Als ich so vor dem Slytherin Jungen stand, ich kannte nicht mal seinen Namen, aber er meinen offenbar., bemerkte ich, dass wir Besuch bekamen. Kate erschien und fpr einen Moment blieb mein Herz stehen. Das war ein durchaus unangenehmer Moment sie so nah hier zu haben. Früher waren wir eng befreundet, als Kinde.r Ich erinnere mich noch an viele schöne Tage zusammen bis alles aus den Fugen geraten ist.

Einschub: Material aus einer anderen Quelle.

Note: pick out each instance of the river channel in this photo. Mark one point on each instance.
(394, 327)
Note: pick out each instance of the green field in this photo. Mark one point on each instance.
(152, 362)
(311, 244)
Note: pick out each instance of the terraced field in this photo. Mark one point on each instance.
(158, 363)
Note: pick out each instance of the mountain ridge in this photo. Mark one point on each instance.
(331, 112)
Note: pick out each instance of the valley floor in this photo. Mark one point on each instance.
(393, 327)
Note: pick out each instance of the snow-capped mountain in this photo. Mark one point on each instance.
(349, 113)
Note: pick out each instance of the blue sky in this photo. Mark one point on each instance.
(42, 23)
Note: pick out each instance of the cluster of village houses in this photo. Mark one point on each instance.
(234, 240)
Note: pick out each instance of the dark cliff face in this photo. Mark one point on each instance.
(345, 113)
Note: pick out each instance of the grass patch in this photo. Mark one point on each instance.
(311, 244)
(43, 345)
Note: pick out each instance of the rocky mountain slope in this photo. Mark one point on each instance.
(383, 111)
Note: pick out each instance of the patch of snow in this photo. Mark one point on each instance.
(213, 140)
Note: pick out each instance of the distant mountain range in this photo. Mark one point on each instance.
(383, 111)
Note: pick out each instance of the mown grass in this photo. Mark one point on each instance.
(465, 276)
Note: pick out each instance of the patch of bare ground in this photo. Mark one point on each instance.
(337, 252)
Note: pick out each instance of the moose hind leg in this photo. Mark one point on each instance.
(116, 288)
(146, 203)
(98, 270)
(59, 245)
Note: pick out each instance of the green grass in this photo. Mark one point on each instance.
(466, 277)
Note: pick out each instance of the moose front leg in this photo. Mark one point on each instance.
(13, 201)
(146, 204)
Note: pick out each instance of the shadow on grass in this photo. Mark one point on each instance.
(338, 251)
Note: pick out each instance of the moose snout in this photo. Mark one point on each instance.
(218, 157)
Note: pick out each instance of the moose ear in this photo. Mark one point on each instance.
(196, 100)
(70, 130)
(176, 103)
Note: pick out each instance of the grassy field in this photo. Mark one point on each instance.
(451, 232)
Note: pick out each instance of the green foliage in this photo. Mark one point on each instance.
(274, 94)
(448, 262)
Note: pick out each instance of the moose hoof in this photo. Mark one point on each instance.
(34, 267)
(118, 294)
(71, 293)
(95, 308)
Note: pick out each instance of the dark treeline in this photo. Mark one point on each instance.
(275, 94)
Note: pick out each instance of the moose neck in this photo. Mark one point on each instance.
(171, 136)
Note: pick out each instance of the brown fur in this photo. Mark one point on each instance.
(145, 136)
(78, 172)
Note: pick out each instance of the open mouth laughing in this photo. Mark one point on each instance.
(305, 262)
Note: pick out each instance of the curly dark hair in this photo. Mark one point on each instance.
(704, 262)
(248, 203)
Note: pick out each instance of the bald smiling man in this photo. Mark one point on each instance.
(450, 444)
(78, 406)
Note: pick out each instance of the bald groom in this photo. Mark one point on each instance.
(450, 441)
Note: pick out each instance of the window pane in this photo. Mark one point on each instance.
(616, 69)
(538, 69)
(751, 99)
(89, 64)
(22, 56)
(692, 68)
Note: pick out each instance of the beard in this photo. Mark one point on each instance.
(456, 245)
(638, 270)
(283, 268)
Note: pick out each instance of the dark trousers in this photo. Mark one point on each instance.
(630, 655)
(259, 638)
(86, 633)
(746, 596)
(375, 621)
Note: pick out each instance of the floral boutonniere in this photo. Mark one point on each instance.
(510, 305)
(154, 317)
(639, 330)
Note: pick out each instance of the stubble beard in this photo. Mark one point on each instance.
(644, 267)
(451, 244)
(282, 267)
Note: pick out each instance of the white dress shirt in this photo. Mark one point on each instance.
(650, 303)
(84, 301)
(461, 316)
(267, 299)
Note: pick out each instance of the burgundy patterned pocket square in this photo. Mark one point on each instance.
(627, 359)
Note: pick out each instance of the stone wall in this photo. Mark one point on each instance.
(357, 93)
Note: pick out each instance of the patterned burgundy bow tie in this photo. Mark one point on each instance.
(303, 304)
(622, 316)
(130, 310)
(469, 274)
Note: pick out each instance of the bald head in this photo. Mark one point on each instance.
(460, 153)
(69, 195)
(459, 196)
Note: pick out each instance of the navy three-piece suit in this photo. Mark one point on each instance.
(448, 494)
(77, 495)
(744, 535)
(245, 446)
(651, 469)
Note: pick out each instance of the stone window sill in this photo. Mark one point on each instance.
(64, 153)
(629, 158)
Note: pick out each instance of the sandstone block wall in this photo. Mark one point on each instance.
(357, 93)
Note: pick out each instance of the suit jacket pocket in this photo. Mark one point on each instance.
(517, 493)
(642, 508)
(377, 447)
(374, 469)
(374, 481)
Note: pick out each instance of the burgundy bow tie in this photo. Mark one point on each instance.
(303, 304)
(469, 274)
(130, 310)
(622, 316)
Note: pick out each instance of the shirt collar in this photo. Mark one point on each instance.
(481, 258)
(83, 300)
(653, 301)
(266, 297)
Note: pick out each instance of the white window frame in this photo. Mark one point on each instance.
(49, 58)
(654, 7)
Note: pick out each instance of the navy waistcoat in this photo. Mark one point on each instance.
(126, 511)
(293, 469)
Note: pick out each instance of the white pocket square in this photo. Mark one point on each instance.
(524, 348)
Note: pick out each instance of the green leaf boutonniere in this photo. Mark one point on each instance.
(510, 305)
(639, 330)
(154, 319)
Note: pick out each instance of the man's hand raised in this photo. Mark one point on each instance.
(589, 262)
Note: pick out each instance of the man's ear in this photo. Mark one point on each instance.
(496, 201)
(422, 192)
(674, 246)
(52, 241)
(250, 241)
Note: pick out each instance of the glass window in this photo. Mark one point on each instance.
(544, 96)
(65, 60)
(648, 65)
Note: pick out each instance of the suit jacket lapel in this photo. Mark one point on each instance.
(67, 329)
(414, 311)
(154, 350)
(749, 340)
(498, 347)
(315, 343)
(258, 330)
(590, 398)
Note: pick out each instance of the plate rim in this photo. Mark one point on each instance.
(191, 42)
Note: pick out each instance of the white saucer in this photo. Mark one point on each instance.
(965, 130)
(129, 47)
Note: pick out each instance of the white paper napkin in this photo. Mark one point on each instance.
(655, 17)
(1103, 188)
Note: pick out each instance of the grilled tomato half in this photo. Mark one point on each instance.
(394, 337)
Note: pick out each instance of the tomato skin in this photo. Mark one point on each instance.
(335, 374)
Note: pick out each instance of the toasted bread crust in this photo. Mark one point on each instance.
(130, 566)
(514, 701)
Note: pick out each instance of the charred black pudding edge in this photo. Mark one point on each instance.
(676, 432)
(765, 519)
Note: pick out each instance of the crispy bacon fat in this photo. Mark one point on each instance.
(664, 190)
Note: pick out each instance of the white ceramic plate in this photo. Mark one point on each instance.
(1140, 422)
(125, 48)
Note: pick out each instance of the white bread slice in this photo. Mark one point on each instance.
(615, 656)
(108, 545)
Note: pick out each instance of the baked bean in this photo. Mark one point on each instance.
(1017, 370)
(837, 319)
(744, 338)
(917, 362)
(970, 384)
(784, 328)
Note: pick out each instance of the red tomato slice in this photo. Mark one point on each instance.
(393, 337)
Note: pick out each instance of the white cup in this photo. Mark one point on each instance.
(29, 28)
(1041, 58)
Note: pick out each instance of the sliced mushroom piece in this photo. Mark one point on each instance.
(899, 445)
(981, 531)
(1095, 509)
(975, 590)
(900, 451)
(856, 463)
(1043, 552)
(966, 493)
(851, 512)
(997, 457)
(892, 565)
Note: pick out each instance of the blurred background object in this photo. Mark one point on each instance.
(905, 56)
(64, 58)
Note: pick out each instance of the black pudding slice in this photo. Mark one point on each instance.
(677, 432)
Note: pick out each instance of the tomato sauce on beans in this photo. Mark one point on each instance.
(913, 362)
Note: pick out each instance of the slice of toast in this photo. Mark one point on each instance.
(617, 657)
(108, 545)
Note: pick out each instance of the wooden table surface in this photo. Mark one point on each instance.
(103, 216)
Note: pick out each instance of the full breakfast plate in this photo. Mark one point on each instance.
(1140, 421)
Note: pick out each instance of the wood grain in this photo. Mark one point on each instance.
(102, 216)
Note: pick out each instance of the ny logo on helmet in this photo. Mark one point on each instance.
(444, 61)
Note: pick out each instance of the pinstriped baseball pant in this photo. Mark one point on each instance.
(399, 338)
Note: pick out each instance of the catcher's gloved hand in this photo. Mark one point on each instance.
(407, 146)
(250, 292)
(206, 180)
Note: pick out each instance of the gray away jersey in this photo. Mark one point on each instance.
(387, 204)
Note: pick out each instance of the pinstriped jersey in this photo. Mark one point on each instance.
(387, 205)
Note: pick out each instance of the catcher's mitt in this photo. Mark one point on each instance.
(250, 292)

Ich dachte an sie und Lyle dann an Lyle und atmete innerlich einmal tief durch. lyle und ich waren eigentlich Freunde, aber es ist war strange, vor allem seit dieser Entführungssache. Ich war wochenlang miesgelaunt, weil ich es geahnt hatte, doch nichts gegen getan habe. Tja und dann war es zu spät. Mir war durchaus klar, wer von den damaligen Schülern dabei war, nur, dass diese nun irgendwo im Minsiterium rumhausten und ihre Loorberen einsammelten.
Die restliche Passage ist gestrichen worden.